Religious organizations were losing members, and more and more angry children were showing up at schools. In the 90s, insurance changed, and people and families had fewer opportunities for treatment. Family therapy, popular in the 1970s, was de-emphasized. The focus became individuals, not families; medication, not talking. Society’s values changed in the ‘90s and became more ambiguous. Depression and suicide were increasing significantly, and parents felt helpless.
And then came the internet, and not long after, social media, which put a sword through every marriage and family. People stopped talking with each other.
Today, talk and images of violence are a regular part of our everyday experience. Suicide and the incidence of mass shootings are at record high levels; they’ve been increasing significantly for 10 years. We don’t stop killing ourselves or others; we don’t stop doing the things that got us here. We’re more political, but we’ve learned little about solving our problems.

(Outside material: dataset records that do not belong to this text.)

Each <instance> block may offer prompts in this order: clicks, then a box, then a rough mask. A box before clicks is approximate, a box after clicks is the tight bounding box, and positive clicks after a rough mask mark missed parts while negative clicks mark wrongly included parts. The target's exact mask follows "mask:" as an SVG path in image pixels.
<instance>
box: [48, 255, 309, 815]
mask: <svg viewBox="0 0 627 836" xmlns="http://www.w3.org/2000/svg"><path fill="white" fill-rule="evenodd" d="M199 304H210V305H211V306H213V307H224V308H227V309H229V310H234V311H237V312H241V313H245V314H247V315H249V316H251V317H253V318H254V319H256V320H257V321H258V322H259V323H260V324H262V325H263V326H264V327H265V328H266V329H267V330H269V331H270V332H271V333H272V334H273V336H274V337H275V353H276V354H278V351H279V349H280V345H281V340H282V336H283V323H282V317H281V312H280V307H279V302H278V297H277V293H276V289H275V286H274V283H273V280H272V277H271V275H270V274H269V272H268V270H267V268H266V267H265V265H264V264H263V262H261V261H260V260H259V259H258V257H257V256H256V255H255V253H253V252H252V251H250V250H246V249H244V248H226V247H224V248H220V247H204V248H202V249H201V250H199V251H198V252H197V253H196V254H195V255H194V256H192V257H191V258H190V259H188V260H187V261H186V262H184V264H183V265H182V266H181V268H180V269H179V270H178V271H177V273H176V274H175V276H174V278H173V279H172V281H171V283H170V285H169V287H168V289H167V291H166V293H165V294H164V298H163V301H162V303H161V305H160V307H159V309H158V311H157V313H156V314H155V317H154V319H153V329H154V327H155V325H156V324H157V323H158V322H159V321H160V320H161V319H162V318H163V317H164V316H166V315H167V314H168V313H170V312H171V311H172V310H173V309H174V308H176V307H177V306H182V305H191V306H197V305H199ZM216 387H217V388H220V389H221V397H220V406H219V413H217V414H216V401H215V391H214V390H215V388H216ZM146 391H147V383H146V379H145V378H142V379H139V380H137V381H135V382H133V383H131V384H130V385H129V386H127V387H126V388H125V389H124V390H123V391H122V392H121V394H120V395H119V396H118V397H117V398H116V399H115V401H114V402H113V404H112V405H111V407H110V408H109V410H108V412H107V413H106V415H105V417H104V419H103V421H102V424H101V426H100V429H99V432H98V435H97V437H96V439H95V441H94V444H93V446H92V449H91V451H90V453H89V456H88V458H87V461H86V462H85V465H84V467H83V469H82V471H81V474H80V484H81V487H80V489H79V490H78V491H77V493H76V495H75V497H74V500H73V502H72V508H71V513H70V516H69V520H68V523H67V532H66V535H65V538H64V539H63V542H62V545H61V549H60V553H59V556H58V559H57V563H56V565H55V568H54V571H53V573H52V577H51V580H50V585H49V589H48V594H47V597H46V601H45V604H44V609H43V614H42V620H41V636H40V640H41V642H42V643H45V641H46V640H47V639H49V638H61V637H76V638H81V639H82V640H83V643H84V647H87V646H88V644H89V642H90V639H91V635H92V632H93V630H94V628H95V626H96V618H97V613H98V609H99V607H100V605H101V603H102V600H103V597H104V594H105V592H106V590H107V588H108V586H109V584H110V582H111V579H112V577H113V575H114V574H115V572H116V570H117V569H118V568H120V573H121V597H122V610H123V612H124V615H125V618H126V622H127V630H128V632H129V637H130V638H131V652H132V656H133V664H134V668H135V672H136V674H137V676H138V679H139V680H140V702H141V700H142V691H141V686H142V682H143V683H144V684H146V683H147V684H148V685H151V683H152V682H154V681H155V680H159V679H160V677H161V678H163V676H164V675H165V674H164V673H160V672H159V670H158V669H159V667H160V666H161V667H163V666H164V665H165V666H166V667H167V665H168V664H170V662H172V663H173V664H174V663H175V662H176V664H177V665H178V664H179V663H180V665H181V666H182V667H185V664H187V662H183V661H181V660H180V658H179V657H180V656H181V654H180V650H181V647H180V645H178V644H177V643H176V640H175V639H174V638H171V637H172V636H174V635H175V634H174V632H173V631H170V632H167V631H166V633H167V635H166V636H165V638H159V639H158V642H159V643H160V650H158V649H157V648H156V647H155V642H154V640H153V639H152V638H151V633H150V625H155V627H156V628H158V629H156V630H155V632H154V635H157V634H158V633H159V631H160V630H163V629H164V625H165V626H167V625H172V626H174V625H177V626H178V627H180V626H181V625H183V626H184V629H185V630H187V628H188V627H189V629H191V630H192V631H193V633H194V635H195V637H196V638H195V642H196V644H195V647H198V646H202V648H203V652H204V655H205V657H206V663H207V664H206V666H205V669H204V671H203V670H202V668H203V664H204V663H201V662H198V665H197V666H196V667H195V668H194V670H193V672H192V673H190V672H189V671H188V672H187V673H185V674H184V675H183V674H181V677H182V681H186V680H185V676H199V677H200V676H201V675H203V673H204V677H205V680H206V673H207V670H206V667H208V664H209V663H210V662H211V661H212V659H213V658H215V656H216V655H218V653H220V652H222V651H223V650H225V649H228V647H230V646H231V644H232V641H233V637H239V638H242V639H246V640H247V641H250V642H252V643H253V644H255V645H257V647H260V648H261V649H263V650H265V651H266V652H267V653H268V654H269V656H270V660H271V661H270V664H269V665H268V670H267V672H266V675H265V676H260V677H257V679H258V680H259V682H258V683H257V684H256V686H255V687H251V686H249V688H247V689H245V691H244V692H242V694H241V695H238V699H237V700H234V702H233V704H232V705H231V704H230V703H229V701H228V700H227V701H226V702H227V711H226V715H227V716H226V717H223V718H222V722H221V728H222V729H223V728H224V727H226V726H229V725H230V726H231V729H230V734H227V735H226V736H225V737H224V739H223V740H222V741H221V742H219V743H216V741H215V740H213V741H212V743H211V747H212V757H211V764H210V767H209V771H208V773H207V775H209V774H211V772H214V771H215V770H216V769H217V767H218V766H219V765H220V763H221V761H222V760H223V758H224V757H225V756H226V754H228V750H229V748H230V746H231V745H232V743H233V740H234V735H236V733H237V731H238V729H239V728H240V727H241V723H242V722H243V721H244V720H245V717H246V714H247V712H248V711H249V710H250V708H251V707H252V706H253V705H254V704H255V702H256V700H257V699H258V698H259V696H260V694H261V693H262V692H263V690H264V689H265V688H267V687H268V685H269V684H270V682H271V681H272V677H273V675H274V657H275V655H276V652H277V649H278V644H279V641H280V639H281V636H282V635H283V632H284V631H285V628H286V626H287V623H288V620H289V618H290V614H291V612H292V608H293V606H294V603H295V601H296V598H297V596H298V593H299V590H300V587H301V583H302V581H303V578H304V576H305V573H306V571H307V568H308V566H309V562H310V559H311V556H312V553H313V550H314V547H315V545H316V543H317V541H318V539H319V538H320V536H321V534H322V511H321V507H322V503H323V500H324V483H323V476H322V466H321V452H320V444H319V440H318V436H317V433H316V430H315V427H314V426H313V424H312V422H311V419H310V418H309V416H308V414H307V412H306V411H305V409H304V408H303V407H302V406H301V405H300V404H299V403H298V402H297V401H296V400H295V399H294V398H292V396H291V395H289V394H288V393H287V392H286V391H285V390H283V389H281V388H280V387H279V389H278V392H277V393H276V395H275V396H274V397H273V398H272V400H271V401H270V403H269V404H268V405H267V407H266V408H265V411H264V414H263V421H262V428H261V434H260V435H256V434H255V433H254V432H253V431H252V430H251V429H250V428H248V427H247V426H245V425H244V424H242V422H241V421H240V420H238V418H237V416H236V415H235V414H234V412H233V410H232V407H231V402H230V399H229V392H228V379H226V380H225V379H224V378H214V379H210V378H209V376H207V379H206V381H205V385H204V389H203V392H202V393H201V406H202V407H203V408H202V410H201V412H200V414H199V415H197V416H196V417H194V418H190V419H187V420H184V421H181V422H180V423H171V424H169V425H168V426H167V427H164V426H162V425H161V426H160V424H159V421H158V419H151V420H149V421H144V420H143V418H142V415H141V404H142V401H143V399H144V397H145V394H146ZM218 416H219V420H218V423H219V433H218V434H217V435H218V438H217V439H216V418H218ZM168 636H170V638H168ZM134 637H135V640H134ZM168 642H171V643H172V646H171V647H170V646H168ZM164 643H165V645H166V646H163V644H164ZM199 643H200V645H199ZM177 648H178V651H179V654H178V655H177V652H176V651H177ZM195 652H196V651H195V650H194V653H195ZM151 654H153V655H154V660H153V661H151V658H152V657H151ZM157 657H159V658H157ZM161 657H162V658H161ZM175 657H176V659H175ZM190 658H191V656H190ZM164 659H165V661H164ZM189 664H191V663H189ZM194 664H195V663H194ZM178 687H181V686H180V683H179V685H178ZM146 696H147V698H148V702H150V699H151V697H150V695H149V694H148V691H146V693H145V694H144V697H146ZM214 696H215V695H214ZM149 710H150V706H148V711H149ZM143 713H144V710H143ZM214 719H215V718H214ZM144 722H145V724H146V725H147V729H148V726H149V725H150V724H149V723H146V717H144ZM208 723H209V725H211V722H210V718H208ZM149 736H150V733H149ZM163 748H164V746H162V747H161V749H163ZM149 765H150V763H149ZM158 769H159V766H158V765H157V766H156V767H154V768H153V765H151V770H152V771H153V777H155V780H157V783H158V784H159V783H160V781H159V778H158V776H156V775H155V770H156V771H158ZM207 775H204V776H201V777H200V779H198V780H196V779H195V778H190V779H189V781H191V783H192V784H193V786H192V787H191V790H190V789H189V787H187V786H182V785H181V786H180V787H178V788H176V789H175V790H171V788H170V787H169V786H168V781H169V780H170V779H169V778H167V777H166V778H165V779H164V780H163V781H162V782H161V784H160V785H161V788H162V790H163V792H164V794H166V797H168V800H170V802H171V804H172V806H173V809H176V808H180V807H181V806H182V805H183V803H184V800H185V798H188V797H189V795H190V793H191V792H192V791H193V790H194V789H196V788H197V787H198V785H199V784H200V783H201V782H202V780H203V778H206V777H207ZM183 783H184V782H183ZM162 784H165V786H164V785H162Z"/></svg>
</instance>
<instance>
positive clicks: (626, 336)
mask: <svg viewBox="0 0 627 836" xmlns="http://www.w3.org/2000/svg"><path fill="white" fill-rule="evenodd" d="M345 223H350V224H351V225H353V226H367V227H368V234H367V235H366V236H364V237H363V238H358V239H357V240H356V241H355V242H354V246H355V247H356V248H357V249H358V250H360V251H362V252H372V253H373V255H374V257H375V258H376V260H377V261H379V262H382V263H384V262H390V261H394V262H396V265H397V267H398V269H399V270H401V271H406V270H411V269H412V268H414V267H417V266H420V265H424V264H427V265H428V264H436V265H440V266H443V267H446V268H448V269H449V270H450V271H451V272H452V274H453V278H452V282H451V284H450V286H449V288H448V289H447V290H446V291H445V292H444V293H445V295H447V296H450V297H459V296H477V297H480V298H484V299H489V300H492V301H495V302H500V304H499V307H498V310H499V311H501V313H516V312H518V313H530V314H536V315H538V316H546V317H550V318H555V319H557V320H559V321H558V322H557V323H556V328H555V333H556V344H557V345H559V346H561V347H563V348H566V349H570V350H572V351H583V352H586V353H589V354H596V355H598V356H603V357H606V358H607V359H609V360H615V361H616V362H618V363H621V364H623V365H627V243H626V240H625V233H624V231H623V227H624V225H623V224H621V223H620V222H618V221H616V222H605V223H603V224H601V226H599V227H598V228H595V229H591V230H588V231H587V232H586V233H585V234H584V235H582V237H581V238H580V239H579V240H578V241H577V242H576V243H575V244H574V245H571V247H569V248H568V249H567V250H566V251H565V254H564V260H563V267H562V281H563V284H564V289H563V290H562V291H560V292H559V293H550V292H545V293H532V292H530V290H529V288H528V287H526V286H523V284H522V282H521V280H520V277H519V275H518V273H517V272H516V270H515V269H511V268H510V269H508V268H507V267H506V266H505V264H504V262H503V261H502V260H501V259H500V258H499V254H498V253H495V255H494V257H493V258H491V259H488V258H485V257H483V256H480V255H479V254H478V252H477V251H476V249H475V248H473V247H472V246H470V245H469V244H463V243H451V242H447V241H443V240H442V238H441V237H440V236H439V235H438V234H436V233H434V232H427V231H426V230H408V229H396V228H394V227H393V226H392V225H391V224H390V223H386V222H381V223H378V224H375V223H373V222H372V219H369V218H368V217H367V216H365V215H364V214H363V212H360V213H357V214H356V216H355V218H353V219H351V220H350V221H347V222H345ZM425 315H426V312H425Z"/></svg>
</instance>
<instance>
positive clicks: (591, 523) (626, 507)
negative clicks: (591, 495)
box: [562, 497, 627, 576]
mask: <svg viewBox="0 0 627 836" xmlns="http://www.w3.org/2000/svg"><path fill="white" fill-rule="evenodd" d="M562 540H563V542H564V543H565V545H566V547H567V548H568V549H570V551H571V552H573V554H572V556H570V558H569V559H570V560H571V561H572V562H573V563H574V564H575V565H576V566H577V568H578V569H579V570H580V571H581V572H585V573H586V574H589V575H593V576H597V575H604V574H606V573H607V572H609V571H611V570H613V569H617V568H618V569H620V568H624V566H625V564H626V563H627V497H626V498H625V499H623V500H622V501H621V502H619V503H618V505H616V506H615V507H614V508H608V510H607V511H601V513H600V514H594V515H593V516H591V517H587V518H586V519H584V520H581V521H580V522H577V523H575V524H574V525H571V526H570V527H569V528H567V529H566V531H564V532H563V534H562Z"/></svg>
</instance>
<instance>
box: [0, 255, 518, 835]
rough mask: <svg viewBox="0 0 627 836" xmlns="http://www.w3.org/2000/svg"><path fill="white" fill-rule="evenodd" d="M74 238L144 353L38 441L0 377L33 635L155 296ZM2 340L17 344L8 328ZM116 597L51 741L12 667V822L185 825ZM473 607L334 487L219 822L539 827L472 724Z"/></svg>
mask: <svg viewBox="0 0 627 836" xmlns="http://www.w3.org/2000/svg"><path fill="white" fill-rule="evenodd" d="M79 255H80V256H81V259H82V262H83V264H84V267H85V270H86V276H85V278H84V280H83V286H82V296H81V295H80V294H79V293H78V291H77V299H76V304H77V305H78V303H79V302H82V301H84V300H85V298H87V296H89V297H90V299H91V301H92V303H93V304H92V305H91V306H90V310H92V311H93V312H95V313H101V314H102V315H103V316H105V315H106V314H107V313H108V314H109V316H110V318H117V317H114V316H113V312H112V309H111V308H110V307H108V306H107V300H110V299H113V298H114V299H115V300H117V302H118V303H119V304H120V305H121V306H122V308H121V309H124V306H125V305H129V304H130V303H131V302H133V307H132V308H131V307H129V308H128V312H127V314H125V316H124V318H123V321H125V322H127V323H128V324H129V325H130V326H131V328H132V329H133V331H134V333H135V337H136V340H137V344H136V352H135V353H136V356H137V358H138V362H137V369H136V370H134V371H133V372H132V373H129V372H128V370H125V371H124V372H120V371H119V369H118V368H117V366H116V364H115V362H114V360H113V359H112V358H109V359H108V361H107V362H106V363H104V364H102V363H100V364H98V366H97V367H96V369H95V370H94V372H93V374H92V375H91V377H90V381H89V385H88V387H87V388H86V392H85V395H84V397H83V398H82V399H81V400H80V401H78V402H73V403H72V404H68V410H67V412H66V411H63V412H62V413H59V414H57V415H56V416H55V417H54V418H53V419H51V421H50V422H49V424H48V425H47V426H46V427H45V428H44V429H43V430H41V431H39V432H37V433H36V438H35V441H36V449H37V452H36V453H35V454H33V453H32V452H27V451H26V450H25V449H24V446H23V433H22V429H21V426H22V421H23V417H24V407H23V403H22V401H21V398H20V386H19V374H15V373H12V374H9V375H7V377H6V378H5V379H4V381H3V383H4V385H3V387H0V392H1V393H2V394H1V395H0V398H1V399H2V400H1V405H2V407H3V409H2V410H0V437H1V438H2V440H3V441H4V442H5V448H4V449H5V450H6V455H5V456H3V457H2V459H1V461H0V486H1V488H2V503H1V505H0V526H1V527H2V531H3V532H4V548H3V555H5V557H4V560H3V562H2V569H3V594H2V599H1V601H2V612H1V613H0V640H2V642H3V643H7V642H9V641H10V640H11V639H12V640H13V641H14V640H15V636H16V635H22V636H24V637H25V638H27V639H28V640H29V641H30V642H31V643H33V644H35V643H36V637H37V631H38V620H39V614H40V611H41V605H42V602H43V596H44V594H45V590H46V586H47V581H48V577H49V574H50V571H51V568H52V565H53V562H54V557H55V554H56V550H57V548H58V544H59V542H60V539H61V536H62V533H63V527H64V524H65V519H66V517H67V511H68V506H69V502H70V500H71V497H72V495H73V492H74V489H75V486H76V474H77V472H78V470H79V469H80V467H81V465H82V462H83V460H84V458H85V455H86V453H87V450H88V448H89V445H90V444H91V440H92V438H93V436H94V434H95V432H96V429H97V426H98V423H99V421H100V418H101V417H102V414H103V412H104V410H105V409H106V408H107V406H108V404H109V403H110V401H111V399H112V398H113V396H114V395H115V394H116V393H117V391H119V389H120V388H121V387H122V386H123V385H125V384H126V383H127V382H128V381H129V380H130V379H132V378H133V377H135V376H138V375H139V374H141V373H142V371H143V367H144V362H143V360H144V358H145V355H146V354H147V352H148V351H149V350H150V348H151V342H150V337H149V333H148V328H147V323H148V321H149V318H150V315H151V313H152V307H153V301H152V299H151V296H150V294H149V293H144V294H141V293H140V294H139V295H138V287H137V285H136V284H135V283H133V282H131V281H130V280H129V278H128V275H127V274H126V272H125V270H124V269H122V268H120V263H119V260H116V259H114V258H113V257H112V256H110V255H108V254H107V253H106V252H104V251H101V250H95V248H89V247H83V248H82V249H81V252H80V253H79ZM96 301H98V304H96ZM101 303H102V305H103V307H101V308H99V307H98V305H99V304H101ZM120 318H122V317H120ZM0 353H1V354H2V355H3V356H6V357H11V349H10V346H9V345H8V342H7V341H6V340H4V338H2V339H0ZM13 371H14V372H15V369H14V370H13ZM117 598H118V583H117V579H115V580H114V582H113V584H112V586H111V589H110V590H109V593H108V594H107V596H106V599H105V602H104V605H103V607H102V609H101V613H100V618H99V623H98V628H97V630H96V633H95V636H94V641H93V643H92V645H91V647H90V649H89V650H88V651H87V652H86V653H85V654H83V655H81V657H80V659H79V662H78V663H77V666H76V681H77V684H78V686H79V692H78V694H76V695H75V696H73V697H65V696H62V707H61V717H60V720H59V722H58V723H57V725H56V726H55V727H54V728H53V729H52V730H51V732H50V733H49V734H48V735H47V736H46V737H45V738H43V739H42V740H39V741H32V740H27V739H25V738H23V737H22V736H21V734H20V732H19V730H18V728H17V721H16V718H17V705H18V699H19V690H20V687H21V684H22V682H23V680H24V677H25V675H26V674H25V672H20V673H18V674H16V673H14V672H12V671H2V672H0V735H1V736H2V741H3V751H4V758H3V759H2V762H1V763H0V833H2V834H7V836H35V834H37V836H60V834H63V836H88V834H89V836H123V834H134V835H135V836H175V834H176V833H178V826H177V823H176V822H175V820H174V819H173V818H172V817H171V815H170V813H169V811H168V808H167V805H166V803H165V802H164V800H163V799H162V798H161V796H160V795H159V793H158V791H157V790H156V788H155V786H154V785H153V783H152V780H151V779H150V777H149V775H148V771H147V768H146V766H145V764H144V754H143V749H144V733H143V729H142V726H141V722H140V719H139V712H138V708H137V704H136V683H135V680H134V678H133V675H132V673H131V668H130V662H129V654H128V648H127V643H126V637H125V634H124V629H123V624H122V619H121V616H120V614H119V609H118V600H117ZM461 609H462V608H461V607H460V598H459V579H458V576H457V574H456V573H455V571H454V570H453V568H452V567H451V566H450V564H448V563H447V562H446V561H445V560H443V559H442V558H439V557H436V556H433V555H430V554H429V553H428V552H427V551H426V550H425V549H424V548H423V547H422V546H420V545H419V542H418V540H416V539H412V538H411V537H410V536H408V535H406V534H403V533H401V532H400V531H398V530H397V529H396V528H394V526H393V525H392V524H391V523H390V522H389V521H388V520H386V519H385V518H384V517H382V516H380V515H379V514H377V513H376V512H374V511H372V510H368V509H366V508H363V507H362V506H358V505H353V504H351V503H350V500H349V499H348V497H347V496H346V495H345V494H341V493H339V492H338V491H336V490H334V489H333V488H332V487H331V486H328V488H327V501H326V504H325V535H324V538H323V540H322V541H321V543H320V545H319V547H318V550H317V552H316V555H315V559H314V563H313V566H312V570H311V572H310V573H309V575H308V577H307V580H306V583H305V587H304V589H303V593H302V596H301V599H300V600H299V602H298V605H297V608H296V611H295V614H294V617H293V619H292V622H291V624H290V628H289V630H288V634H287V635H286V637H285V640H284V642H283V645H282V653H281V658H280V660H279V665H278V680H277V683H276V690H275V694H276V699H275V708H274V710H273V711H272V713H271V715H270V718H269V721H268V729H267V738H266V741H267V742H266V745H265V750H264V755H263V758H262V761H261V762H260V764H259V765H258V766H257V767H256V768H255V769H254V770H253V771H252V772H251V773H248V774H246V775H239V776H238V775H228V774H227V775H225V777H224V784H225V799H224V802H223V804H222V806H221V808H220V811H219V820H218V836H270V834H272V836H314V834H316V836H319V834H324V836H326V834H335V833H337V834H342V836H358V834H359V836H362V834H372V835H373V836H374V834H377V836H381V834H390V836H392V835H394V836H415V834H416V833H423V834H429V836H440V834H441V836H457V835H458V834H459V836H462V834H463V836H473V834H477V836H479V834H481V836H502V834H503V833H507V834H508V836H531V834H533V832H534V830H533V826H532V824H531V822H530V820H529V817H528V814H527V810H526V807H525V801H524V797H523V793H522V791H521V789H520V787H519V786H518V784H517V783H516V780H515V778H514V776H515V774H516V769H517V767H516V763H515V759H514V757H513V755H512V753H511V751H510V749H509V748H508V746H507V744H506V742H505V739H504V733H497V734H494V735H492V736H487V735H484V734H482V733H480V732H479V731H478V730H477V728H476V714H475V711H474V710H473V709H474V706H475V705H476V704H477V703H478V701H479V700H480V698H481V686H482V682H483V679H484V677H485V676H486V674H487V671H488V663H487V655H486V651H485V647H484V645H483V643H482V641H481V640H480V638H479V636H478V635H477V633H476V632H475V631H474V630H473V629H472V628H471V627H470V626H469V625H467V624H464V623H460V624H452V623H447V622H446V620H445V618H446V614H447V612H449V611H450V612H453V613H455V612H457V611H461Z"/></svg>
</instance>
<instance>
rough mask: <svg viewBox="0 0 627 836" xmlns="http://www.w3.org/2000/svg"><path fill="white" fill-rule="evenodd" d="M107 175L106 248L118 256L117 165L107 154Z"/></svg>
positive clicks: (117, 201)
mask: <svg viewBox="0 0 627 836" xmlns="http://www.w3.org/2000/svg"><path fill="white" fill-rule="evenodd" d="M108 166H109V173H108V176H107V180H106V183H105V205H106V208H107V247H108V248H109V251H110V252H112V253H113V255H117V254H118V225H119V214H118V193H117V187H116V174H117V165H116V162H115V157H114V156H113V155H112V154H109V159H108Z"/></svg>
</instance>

What is the real diagnosis? James Howard Kunstler, one of our wisest cultural observers, sums it up this way: “This is exactly what you get in a culture where anything goes and nothing matters. Extract all the meaning and purpose from being here on earth and erase as many boundaries as you can from custom and behavior, and watch what happens, especially among young men.”
Kunstler’s right. Young men have a problem. NIMH statistics estimate that as many as 50 percent of our boys live in what Kunstler describes as “an abyss of missing social relationships,” of no communities, no fathers, no mentors, no initiations into personal responsibility, no daily organizing principles, no instruction in useful trades, no productive activities, no opportunities for love and affection, and no way out.
Our leaders are too cowardly to say so, but the signs are everywhere. Mass shootings are just the final manifestation of the problem. Millions are dependent on drugs, legal and illegal. Fifteen percent of all millennials still live at home with their parents. Fifty years ago, more than 80 percent of American adults this age were already married, living with a spouse. Today, fewer than half the adults between 25 and 34 are married. The Washington Post (3/21/19) reports that 51 percent of American young people are not in any kind of romantic relationship at all.
So it’s not surprising that millions of them feel helpless, miserable, and alone — they are. They lack friends or parents or religious organizations to give purpose and moral coherence to their lives. They live in a suffocating culture that they feel no control over. Local or personal identity and local institutions are the weakest that they’ve ever been in this country, in our community. Increasingly, young people on social media think our democracy is fake, because in some instances it is.
The policies people live under, the jobs they hold, even their personal opinions, are controlled by the Big Tech monopolies, the media rants, the Washington bureaucrats —people far away.
America is supposed to be a free country, but millions of young people look around and they feel like they’re trapped in a stagnant, frightening, uncomfortable, and unpredictable place. In an environment like this, a few people will lash out in violence; millions of others will simply fade away: in suicides, drug overdoses, unhealthy escape.
The real crisis, the one that’s threatening us and our neighbors, is that. It’s a long-term crisis. It’s been unfolding for decades. Our political pundits and mainstream media are happy to pretend it’s not happening at all, but it is happening, and we cannot ignore it forever.
Dr. Richard Bromberg is a forensic/community psychologist in the Miami Valley since 1970.